I may regret this post because it could end up being both embarrassing (to me) and painful (for others), but I will humble myself to put it out there anyhow.
In my time of intense self-reflection, I sought answers to many things. For quite some time now I have tasked myself with proofing certain things to ensure they still served a purpose in my life, but also challenging myself to justify why I let other things go. For example, a couple of years ago I started taking English riding lessons with a friend. I rode and showed horses as a kid and realized that although I would not soon have a horse in my back yard, it was entirely possible to drive to a stable where they will rent you an entire horse, complete with tack and instruction, for a reasonable rate. I did that until some reoccurring back issues made it difficult to do it, but I will return to it when I am able.
More recently, I asked myself why I was not learning to play the guitar that sat dutifully in my home waiting for the day I would pick it up. It was given to me years ago, by my Aunt who has since passed away. In taking it, the stipulation was I would learn to play it. I had not. After my journey into emotional isolation, I was evaluating ways to feel more connected to the things that make me happy. I decided to start guitar lessons. When I asked myself why I had not done this prior, I realized the reason was rather juvenile. I had not done so up because nobody was going to do it for me. I had to do it myself. My mum was not going to call the music school and then drive me over there, or ask me if I had practiced. She may have been the last person who ever made me a music lesson in the past, but now it was up to me. I realized I knew how to do this. I am a person of action. I did this years ago when I went back to university to pursue my two writing degrees. This too is in me.
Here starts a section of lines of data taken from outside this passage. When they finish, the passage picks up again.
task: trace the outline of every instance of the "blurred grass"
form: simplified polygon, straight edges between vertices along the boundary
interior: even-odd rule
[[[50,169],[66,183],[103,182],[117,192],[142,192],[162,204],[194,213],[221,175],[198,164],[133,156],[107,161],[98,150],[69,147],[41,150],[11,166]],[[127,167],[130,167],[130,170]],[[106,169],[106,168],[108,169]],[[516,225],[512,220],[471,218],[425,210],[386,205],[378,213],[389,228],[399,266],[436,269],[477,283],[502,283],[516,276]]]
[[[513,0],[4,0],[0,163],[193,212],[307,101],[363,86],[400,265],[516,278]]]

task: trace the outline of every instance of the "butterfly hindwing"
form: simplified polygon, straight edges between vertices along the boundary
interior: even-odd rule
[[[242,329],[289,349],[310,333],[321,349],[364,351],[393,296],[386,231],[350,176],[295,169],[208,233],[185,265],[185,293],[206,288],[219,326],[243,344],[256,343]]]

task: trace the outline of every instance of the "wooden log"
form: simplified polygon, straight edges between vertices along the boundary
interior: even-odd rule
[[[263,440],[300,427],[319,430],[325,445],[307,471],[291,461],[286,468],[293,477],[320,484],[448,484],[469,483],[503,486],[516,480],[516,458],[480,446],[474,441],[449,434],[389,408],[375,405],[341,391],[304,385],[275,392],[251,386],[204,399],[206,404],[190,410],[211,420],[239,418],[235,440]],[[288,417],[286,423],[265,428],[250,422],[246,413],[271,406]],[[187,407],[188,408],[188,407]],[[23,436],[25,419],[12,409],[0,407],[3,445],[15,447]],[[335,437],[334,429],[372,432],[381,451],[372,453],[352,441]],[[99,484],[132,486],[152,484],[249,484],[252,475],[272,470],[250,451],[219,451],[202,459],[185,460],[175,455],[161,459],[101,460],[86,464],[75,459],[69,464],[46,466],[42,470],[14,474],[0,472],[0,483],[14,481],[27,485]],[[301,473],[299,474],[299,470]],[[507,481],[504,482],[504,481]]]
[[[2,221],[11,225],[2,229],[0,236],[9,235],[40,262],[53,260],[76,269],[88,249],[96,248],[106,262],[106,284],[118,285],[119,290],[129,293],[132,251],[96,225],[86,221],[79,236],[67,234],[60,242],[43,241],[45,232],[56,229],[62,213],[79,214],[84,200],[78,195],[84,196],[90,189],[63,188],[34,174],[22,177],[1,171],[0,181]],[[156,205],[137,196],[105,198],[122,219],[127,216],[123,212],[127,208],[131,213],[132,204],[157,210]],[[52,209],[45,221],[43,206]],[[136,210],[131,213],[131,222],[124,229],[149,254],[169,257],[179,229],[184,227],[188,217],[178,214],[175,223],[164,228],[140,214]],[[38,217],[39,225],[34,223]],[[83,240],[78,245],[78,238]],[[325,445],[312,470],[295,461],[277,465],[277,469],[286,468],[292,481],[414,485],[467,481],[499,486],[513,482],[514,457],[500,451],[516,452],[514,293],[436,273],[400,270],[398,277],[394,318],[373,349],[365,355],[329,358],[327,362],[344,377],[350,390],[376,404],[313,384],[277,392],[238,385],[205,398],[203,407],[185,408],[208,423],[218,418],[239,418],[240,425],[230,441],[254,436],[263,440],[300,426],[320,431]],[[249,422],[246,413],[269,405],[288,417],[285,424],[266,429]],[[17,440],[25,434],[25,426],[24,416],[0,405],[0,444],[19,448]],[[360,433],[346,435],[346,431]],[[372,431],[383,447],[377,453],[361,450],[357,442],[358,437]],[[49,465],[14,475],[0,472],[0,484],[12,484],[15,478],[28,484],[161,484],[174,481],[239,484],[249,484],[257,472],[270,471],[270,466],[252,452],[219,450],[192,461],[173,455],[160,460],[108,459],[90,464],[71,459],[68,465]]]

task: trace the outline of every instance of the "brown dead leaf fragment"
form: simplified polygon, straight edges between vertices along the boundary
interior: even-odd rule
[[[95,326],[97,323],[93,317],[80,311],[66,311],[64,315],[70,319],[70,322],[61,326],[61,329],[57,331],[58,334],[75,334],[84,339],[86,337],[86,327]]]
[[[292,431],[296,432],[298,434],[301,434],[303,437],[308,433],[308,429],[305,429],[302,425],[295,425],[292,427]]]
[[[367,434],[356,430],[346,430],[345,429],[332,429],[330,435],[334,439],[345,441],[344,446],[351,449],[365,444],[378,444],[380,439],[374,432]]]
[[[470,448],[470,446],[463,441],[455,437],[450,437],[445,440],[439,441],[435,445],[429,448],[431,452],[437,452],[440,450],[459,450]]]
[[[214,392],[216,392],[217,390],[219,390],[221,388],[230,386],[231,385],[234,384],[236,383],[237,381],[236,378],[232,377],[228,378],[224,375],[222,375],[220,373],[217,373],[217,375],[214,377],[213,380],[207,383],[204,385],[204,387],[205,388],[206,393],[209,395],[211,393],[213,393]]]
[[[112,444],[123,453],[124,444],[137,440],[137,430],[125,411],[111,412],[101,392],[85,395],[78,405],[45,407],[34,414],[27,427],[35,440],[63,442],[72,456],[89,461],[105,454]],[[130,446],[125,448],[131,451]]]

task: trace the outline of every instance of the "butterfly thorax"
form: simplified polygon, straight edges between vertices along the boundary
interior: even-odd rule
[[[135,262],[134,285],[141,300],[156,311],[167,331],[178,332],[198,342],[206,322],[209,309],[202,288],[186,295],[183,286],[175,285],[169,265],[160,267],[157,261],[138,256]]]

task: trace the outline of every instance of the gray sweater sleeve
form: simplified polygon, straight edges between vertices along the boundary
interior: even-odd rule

So, I am taking lessons. Unfortunately, with our current world events, the in-person lessons are now either on hold or have to take place virtually, but there are options. I signed up for Fenders offer for three months free lessons on their on-line platform and I am taking those lessons. While I was at it, I decided to take an online course: Yale University's free online course The Science of Well-Being.
There are many learning tools at our finger tips if we want them. It is also okay not to want them. It took me a long time to get to the point where I acted and made tangible steps towards new forms of personal fulfillment. These personal things live inside you, and only you can figure them out.